Douglas Wilson  Wednesday, November 04, 2009 3:33 pm
Michael, sorry. I was probably being too coy. I am not arguing against using typology authoritatively -- I am in favor of that. My argument is that many who are attracted to typology today treat it as a form of entertainment or lit crit. But if discipline from real pastors were to be applied on the basis of typology, much of typology's current fan base would run back to mama, which is to say, a strict historical/grammatical hermeneutic.
Matthew N. Petersen  Thursday, November 05, 2009 2:18 am
Pr. Wilson,



But isn't that partially because the things we find in typology are just less authoritative? We wouldn't want to excommunicate someone for not believing in double election, even if we think a good historical/grammatical hermeneutic establishes it; but we would excommunicate someone for rejecting Nicea.
Eric Stampher  Thursday, November 05, 2009 11:48 am
So many here say the OT dudes could not have known they were looking at types, or if those "first events" had given them the inkling that they were spying a shadow of something more substantial, well they just had to be stuck out in left field. But then there's Apollos, practically seeing most of faces on the pages, just not able to put names to them.
Jeff Moss  Friday, November 06, 2009 2:55 am
Or a young woman is disciplined for joining the Marines, and the reason given is that we are not to boil a kid in its mother's milk?

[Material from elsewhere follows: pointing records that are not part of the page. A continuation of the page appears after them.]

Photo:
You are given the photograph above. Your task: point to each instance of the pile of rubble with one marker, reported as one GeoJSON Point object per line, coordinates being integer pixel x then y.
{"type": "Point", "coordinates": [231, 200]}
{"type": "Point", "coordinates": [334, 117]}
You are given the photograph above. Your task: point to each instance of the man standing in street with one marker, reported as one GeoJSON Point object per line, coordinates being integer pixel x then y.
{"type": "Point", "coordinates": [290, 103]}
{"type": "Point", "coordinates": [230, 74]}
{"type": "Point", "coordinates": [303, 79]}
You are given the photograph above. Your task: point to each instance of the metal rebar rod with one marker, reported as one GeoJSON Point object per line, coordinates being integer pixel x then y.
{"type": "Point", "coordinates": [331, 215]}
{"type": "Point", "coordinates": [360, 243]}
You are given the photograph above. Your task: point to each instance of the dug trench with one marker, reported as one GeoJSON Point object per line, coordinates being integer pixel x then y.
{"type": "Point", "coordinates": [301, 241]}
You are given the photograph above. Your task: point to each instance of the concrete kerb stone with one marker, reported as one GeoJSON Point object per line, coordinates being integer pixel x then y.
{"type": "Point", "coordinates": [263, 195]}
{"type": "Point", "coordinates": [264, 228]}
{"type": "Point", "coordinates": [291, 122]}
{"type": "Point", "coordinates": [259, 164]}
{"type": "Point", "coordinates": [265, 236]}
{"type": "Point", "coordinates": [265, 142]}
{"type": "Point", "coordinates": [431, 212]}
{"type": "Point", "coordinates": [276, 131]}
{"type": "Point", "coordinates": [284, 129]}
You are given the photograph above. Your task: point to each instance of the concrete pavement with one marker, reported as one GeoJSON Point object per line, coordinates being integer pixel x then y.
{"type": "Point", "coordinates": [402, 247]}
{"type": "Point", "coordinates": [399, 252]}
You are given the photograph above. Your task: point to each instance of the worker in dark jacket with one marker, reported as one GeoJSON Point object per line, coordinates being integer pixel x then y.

Well, at the very least this church is obligated to publicly explain its doctrine of the magisterium. Presumably the young woman in question doesn't interpret Deut. 14:21 that way, right? How many Protestant churches have a well-formulated theological argument for the elders' interpretation of Scripture being more authoritative than individual members' interpretation? The issue here is not so much whether typology is authoritative, as what authority the church has to interpret and then enforce it.

Xon Hostetter  Saturday, November 07, 2009 1:10 am
Quick question for anyone who knows. Does Leithart interact with Jonathan Edwards' view of typology at all in the book?
Xon Hostetter  Saturday, November 07, 2009 1:12 am
Oh, and AdamR, it's like Augustine's famous line, right?



The Old Testament is the New Testament concealed, and the New Testament is the Old Testament revealed.